How Is This Different From Citizens United
The Washington Post writes, and Paul Cassell agrees, that the Administration screwed up by treating Umar Farouk Abdulmutallab (the underwear bomber) as a regular criminal, and should have considered some sort of administrative detention instead.
The analysis seems spot on to me. I can't for the life of me figure out why as a society we would want to give Miranda warnings to such a high-value suspect like Abdulmutallab. While there is debate about the extent to which Miranda warnings reduce the overall confession rate (I think it is significant, while others disagree), surely we can all agree that in the context of Abdulmutallab's interrogation such warning were not going to be helpful in obtaining information about, for example, where he trained and what other attacks might be planned.

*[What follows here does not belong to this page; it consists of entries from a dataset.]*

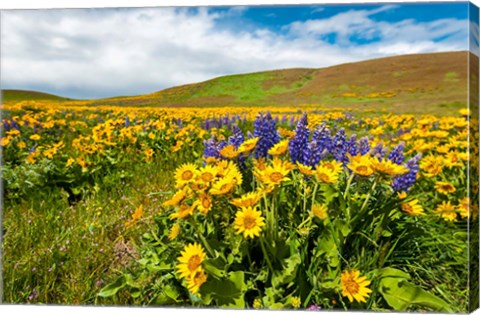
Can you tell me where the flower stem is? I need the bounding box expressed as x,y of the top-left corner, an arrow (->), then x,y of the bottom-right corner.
359,177 -> 379,213
260,237 -> 273,276
189,218 -> 215,257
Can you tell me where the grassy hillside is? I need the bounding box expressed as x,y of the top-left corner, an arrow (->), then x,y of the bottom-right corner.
2,90 -> 71,102
2,52 -> 468,112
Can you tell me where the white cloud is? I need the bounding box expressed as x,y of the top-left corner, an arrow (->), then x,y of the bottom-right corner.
1,6 -> 468,98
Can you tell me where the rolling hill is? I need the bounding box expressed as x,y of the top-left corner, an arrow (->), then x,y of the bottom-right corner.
2,90 -> 72,102
4,51 -> 473,112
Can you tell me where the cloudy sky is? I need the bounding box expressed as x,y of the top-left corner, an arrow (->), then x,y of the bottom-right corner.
1,3 -> 472,98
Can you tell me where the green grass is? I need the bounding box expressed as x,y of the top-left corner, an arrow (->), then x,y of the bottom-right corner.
3,154 -> 183,304
443,71 -> 460,82
2,90 -> 70,102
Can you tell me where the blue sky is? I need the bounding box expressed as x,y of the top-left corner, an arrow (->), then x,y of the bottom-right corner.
1,2 -> 472,98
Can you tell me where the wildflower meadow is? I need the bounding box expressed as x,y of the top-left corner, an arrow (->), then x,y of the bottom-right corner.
1,101 -> 478,312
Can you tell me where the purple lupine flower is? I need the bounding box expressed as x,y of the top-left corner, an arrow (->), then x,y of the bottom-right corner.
312,123 -> 333,156
372,143 -> 387,160
228,125 -> 247,170
307,304 -> 322,311
392,153 -> 422,191
345,134 -> 359,157
3,120 -> 10,132
304,140 -> 322,169
28,288 -> 38,300
228,125 -> 245,149
332,128 -> 347,162
289,116 -> 295,127
358,137 -> 370,155
388,141 -> 405,165
203,136 -> 220,158
288,113 -> 310,165
253,112 -> 280,159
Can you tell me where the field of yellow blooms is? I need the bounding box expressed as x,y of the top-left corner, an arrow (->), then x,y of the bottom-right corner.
0,102 -> 478,312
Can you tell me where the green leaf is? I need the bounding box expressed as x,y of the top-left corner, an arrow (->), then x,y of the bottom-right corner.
322,185 -> 338,206
98,275 -> 127,297
202,257 -> 226,279
200,271 -> 247,308
334,220 -> 352,237
379,268 -> 453,312
272,254 -> 302,287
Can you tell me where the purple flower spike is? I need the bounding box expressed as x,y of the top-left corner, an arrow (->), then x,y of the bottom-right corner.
288,114 -> 311,165
392,153 -> 422,192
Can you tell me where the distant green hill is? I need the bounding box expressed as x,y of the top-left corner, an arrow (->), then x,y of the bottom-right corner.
2,90 -> 72,102
1,51 -> 470,112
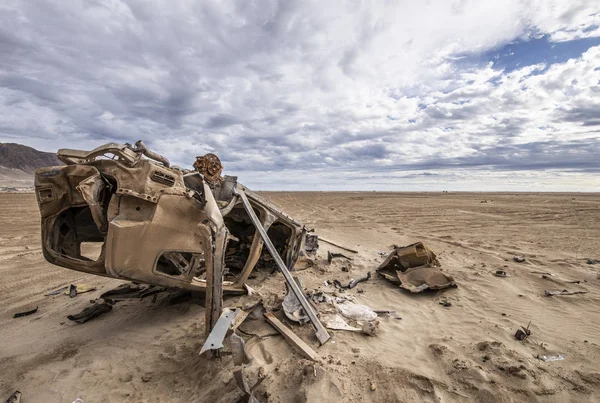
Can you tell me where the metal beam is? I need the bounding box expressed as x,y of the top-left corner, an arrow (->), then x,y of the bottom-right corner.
234,187 -> 331,344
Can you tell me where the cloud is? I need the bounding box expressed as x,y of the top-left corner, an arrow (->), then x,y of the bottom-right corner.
0,0 -> 600,190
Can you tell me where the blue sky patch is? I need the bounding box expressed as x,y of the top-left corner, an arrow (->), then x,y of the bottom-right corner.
457,35 -> 600,74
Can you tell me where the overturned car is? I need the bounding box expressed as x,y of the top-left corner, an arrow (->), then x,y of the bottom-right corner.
35,141 -> 326,340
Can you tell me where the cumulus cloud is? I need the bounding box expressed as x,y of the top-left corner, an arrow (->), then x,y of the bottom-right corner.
0,0 -> 600,190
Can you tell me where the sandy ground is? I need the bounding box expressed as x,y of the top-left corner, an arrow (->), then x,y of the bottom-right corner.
0,193 -> 600,403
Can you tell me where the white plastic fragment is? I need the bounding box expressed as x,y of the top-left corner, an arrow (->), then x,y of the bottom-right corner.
335,302 -> 377,321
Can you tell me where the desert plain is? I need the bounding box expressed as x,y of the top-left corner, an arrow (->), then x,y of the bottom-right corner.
0,192 -> 600,403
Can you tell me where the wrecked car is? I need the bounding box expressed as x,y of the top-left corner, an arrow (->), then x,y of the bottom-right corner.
35,141 -> 318,336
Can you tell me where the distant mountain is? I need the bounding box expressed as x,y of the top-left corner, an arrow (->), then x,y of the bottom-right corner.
0,143 -> 63,187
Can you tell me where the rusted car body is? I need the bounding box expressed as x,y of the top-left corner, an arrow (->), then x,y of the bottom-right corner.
35,142 -> 316,300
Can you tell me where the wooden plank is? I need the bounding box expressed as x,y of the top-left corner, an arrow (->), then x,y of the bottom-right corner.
264,312 -> 319,361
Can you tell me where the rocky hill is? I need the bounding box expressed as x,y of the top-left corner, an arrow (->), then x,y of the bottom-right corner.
0,143 -> 62,187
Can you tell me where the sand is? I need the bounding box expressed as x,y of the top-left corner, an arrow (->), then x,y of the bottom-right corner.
0,193 -> 600,403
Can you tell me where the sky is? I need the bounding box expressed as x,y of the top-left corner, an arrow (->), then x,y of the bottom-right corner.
0,0 -> 600,192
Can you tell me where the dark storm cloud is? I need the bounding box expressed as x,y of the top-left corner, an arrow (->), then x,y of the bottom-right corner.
0,0 -> 600,187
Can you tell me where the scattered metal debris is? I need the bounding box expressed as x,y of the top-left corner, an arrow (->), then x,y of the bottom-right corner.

Uh, OK, but the law of the land is to give arrested criminals on US soil Miranda warnings and an attorney. What legislative authority (I think we are supposed to be a nation of laws) exists to do otherwise? And if such a law did exist, what would the bright-line rule be that should be written in law so real human beings making arrests know when it is OK and when it is not to kidnap someone to Gitmo? I have struggled to find anyone who can write such a rule -- it always comes out sounding like the old definition of pornography, "I know it when I see it." Remember, the Patriot Act was used far more for drug and child porn cases than it ever has been for terrorism -- it is very, very hard to circumscribe new police powers, particularly when police so desperately want to keep and hold those powers.
I don't deny from a utilitarian point of view that being able to grab people off the street and lock them up without trial forever might prevent some terrorism, but wasn't it Conservatives, just the other day, that were arguing re: Citizens United that Constitutional protections can't be waived for utilitarian reasons? I agreed with them then, what changed here?